Les associations françaises les Amis de la Terre France et Survie, comme les ougandaises AFIEGO, CRED, NAPE/Amis de la Terre Ouganda et NAVODA, avaient déjà mis en demeure la multinationale pétrolière en juin 2019. Le collectif d’associations considérait alors que « celle-ci ne respectait pas ses obligations légales de prévenir les violations des droits humains et les dommages environnementaux ». Les associations fustigeaient notamment le non-respect des civils, et ce, dès les premières prospections pour déterminer quelles parcelles de terre seraient concernées par le chantier à venir.

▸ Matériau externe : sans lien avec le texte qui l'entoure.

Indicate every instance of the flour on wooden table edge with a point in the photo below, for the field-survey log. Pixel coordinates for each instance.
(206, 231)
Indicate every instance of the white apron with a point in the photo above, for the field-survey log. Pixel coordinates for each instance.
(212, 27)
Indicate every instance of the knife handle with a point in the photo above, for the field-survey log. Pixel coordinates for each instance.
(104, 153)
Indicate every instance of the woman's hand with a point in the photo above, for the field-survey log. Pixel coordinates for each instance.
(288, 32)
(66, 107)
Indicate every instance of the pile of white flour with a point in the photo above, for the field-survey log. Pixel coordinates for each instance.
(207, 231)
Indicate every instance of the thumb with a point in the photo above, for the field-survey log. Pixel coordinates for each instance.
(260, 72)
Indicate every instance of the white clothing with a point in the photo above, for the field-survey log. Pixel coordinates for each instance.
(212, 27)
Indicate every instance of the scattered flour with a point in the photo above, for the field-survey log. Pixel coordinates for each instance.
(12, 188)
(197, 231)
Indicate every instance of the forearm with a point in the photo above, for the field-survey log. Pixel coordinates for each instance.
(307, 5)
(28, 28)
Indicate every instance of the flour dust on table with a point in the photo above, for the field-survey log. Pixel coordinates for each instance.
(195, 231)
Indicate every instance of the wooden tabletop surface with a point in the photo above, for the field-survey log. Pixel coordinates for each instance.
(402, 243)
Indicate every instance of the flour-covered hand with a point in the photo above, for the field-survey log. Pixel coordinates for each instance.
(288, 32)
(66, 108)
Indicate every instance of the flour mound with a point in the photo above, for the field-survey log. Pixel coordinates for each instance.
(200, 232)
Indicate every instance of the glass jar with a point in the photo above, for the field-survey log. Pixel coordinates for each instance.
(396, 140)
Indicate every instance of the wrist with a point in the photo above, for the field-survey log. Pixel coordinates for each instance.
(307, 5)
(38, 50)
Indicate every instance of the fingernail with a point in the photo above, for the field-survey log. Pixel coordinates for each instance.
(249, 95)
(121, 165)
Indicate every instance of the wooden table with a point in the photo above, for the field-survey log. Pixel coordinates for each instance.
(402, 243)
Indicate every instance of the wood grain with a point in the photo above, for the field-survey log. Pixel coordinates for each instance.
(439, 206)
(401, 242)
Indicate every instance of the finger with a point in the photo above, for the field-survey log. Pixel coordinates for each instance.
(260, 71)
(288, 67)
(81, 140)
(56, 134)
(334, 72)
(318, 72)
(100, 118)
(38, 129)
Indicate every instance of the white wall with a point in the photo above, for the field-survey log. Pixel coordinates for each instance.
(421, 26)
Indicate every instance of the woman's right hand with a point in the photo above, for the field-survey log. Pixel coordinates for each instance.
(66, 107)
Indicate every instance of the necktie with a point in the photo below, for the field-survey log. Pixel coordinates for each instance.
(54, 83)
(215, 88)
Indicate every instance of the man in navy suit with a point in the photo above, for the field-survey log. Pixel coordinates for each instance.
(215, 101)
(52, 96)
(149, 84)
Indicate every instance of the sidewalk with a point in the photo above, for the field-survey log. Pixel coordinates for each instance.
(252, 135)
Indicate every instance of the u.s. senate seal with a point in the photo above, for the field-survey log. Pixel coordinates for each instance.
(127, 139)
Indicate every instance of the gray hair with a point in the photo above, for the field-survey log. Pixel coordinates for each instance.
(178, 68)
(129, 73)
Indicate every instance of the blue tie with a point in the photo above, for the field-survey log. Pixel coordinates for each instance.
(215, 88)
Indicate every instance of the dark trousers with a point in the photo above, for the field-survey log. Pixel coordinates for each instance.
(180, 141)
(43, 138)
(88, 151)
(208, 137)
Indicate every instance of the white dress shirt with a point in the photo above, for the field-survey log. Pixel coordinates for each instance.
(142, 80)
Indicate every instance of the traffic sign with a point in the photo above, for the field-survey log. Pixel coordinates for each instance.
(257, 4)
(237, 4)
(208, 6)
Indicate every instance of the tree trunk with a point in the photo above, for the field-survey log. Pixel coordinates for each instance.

« Selon les témoignages, des maisons principales ont été considérées comme maisons secondaires et des cultures n’ont pas été comptabilisées, expliquait alors Juliette Renaud, chargée du dossier pour les Amis de la Terre France. Des habitants nous ont également dit avoir signé des textes non traduits, sans comprendre quelle parcelle de leurs terres était concernée, ni le montant exact de la compensation. » Une situation ayant amené à des cas de famine, à une perte progressive des ressources jusqu’ici cultivées, à une déscolarisation des enfants et à une baisse drastique de l’accès à la santé.
Pas de quoi freiner le projet énergivore de TotalEnergies, qui avait même annoncé un accord d’investissement de 10 milliards de dollars avec l’Ouganda, la Tanzanie et la compagnie chinoise CNOOC, en 2022. Une manifestation de grande ampleur, réunissant des militants d’Ouganda, de Tanzanie, d’Allemagne, de Pologne, d’Australie, des Pays-Bas et de France, avait par la suite été organisée à Grenoble, dans le cadre d’un déplacement de l’ancienne ministre de la Transition écologique, Barbara Pompili. Trois ans plus tard, la situation n’a pas évolué, les pipelines Eacop, Kingfisher et Tilenga poursuivent leur développement et les ONG humanitaire et de défense de l’environnement n’ont d’autres choix que de compter sur la justice.